Vocabulary Service Questions

Questions

How do we model the use-of/reference-to a vocabulary item/taxon?

We want to be able to use a vocabulary term (especially for flat vocabularies that are basically enumeration values) in fields of a form (e.g., for the responsible department or person on a Loan). This raises the question of whether, how, and where, we should maintain information that relates the vocabulary to a given entity and/or field. We need such information if we wanted to find all uses of some vocabulary item, across the entire application.

The dumb and brittle approach is to hard code the search to check all the fields where it is used.
Another approach is to model all uses of vocabulary like RDF as a relationship. This makes broad searching easy, but it will likely slow down structured search, and somewhat complicates the model (compared to a direct reference from the entity schema).
Yet another approach is to describe where the vocabulary can be used, allowing for a reflection-like mechanism that search can use to construct field-based search through an entity. This makes the main information modeling simpler, but makes the search model more complex. OTOH, if our users demand a traditional structured search model in which they (can) specify each field to search within, then we'll have to do this anyway.
Where the reference is already within an association (e.g., in a semantic index, or in a Determination service that formally describes a specimen as being of a given taxon), then it would be awkward to impose another level of indirection by associating the vocabulary item with the association, and in turn to the specimen.
OTOH, if we are importing data that is more of the nature of text than associations to vocabularies, and for which the desire is to impose an authority for consistency, then we may want to model the association separately, for several reasons:
1. The process of association may be subject to refinements over time, resulting in a revision of the association.
2. Several algorithms may be used, and may yield varying results that should be modeled independent of one another, and independent of any association made by users.
3. The original text imported should be preserved.
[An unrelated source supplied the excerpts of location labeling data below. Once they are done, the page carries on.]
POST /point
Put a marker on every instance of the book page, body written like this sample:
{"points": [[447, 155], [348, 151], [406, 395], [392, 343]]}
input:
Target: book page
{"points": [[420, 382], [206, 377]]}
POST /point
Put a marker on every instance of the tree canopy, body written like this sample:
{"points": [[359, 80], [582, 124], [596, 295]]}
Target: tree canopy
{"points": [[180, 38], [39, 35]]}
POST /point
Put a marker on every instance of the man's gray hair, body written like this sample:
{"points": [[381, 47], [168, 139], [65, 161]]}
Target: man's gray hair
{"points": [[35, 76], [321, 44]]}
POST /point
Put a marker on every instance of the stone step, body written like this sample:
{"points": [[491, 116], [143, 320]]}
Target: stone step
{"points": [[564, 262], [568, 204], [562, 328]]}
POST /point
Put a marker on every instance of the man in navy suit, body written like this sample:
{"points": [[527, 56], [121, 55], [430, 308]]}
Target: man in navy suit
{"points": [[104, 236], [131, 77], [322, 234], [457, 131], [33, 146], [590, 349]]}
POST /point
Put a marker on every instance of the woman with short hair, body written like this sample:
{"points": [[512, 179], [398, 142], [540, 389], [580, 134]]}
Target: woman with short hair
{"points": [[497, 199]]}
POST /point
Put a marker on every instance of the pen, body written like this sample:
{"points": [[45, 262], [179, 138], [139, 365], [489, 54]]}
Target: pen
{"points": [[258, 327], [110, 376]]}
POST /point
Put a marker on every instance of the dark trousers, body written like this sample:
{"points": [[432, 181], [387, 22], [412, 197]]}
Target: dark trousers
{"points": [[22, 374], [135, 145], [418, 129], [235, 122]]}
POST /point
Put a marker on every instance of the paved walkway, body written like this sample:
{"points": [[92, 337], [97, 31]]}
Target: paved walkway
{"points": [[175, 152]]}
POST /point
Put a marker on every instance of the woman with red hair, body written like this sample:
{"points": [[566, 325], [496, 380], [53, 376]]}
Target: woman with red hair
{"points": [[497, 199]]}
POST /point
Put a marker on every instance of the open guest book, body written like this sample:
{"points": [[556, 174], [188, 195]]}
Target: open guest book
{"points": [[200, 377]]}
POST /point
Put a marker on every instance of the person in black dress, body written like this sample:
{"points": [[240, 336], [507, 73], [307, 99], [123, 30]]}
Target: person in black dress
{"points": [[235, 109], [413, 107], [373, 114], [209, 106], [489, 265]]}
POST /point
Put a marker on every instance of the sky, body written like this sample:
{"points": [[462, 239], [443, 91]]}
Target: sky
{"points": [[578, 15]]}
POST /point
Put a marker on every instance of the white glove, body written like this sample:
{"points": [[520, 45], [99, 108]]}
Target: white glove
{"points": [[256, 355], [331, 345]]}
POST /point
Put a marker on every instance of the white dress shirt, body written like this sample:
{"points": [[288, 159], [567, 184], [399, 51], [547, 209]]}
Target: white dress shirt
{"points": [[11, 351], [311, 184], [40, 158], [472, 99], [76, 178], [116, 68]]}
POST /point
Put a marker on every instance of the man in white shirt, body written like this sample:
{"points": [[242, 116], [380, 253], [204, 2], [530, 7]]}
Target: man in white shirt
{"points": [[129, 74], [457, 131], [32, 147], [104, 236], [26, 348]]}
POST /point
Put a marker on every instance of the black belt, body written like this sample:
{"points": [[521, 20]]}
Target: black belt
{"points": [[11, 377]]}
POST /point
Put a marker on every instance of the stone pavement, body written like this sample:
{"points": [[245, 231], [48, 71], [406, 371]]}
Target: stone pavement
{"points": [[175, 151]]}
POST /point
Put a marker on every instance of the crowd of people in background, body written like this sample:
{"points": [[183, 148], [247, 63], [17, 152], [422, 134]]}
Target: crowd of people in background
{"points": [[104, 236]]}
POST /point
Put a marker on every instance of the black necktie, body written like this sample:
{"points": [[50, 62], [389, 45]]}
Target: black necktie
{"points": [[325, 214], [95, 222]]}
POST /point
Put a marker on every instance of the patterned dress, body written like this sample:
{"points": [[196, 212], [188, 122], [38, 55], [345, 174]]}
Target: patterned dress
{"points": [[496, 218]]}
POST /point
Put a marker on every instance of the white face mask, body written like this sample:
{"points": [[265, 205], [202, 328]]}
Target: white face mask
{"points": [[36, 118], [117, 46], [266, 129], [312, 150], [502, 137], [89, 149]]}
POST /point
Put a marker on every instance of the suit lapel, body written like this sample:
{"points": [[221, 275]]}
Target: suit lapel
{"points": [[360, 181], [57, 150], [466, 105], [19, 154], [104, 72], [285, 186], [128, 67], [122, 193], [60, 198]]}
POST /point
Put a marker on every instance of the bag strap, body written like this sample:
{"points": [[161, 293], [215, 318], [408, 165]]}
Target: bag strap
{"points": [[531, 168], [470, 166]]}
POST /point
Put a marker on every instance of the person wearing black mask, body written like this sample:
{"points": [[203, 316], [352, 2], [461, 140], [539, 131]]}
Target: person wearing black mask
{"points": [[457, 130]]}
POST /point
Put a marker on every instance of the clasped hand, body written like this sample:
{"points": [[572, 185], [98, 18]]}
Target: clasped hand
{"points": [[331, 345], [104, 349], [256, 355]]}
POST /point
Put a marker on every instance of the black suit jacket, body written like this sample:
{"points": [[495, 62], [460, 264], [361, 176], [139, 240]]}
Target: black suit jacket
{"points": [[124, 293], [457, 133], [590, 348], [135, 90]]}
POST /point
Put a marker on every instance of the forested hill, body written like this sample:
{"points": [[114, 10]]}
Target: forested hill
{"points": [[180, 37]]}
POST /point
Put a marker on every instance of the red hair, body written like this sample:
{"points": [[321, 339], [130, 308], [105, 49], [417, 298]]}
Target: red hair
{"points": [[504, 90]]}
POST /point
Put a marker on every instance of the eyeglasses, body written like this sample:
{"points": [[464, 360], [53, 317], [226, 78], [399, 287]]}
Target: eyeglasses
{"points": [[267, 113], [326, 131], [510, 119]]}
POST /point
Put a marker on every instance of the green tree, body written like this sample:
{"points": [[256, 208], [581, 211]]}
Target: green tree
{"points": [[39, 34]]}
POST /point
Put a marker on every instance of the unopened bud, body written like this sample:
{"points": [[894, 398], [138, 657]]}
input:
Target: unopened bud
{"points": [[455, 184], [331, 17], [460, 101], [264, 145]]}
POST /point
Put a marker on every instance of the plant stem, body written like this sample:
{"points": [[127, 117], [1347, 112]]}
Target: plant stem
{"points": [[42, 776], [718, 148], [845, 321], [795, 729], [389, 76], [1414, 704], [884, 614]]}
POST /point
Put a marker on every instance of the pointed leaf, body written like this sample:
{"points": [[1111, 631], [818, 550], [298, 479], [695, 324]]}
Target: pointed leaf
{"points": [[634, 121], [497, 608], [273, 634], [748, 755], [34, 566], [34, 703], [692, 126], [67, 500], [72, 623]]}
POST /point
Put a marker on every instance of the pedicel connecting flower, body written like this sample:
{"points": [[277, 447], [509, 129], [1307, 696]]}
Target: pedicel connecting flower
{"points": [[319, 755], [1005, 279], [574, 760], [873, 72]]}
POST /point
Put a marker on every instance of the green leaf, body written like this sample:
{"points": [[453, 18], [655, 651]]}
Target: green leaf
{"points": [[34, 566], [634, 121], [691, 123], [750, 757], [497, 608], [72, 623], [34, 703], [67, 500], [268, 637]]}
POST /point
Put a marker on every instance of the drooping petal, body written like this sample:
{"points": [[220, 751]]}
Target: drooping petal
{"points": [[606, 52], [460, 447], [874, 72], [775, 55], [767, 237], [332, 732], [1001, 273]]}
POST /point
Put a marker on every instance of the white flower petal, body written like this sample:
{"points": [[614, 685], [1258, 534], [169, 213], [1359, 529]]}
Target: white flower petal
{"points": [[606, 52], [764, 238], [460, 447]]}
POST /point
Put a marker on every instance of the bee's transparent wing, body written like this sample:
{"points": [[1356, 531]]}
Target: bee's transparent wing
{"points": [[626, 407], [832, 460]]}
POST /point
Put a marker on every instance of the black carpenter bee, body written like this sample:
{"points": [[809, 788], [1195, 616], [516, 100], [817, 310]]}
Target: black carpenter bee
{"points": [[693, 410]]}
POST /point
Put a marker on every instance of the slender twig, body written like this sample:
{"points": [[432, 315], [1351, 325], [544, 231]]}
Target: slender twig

For now, we will assume that fields can be direct references to a vocabulary value, and that we will solve the search problem as part of the general approach to search and reflection. In addition, we will separately consider the problem of indexing a collection (which builds associations between objects and entries in a vocabulary/authority), which has more in common with the Life Science Determination case, than with the case of a structured reference in an object, to some vocabulary.

Can we model rank as an attribute of a Vocabulary Item?

It seems as though rank is a quality of a vocabulary item, however one of the changes a research might make is to move a taxon within a taxonomy. This raises the question of whether that is still the original taxon in a new rank, or whether it is a new taxon. If it is not intrinsic to the taxon/item, then it has to be part of the relation that links it to others, which is kind of messy.

In general, I [Patrick] would argue that a taxon is defined by rank as well as name, publication, etc. There are both species and genus taxa for "bufo", for "buteo", etc., so the rank is distinctive, IMO. This simplifies at least one part of the model.